Des modèles plus petits et moins exigeants peuvent fonctionner sur des infrastructures informatiques plus modestes. Ils ouvrent ainsi la voie à leur utilisation par des chercheurs, des administrations publiques, des start-ups et des entreprises qui ne disposent pas nécessairement des capacités de calcul des grands acteurs technologiques.
Lors de l’annonce des résultats, Mariya Gabriel, sous-directrice générale de l’UNESCO pour la Communication et l’information, a insisté sur cette dimension.
« Le futur de l’IA n’est pas seulement de faire plus. Il s’agit de faire plus avec moins. Plus d’innovations avec moins de ressources, plus d’impacts avec une empreinte écologique réduite, plus d’opportunités pour plus d’individus. »

Selon elle, des systèmes d’IA plus efficaces pourraient être déployés sur des infrastructures de plus petite taille, rapprochant ces technologies « des écoles, hôpitaux, municipalités, petites entreprises et des communautés isolées ».
Une évolution particulièrement stratégique pour les pays en développement, où les contraintes énergétiques, matérielles et financières peuvent limiter l’accès aux technologies d’IA les plus avancées.
Partenaire du challenge, Mistral AI a notamment mis à disposition Voxtral Realtime, son modèle open-source de conversion de la parole en texte.
Pour François Lesage, directeur de la communication EMEA de Mistral, cette initiative s’inscrit dans une évolution profonde du secteur.
« Des modèles efficients et sur-mesure sont l’avenir », estime-t-il, en soulignant l’engagement de l’entreprise à rendre l’IA « plus accessible, efficace et durable ».
L’intérêt du challenge réside ainsi dans sa capacité à réunir autour d’un même objectif des gouvernements, une organisation internationale, des chercheurs et des entreprises technologiques.
Le Resilient AI Challenge s’inscrit dans la stratégie plus large de l’UNESCO en faveur d’une intelligence artificielle éthique, durable et centrée sur l’humain.
L’organisation rappelle que sa Recommandation sur l’éthique de l’intelligence artificielle, adoptée à l’unanimité par ses 193 États membres en 2021, encourage notamment le développement de systèmes d’IA durables et accessibles.
Avec ce challenge, l’UNESCO veut désormais montrer que la durabilité de l’IA ne relève pas uniquement des discours ou des engagements environnementaux. Elle peut aussi passer par des choix techniques très concrets : réduire la taille des modèles, optimiser leur fonctionnement et limiter les ressources nécessaires à leur déploiement.

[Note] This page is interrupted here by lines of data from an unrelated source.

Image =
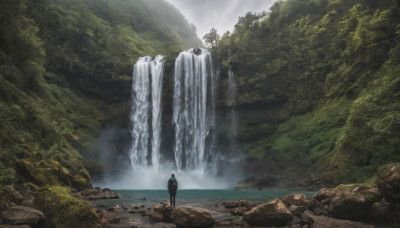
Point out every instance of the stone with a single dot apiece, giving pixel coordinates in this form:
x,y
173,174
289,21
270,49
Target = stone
x,y
389,182
323,194
238,211
382,212
324,221
350,205
272,213
164,225
297,210
161,212
296,199
19,215
192,217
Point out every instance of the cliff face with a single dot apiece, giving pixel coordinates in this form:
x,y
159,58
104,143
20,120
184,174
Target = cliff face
x,y
318,86
65,76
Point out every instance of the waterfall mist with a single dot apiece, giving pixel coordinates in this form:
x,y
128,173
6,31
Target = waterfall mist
x,y
193,155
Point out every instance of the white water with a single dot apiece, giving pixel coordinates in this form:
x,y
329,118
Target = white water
x,y
194,162
143,108
194,111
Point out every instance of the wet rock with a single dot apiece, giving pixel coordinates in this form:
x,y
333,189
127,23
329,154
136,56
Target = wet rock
x,y
162,212
272,213
164,225
350,205
324,195
382,212
192,217
96,194
297,210
323,222
238,211
297,200
389,182
19,215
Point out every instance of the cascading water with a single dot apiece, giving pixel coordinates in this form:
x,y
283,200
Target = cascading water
x,y
146,72
194,110
193,122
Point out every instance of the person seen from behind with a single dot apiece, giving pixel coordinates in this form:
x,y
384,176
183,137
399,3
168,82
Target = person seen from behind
x,y
172,188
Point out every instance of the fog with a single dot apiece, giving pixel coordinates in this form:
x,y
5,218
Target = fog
x,y
220,14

Une approche qui pourrait devenir déterminante alors que la course mondiale à l’IA pousse les investissements dans les data centers et les infrastructures de calcul à des niveaux sans précédent.
Le message porté par le challenge est finalement simple : l’avenir de l’IA ne se mesurera pas seulement à la puissance des modèles, mais aussi à leur capacité à fonctionner avec moins de ressources. Une condition essentielle pour que les bénéfices de l’intelligence artificielle ne restent pas concentrés dans les pays et les entreprises disposant des plus grandes capacités de calcul.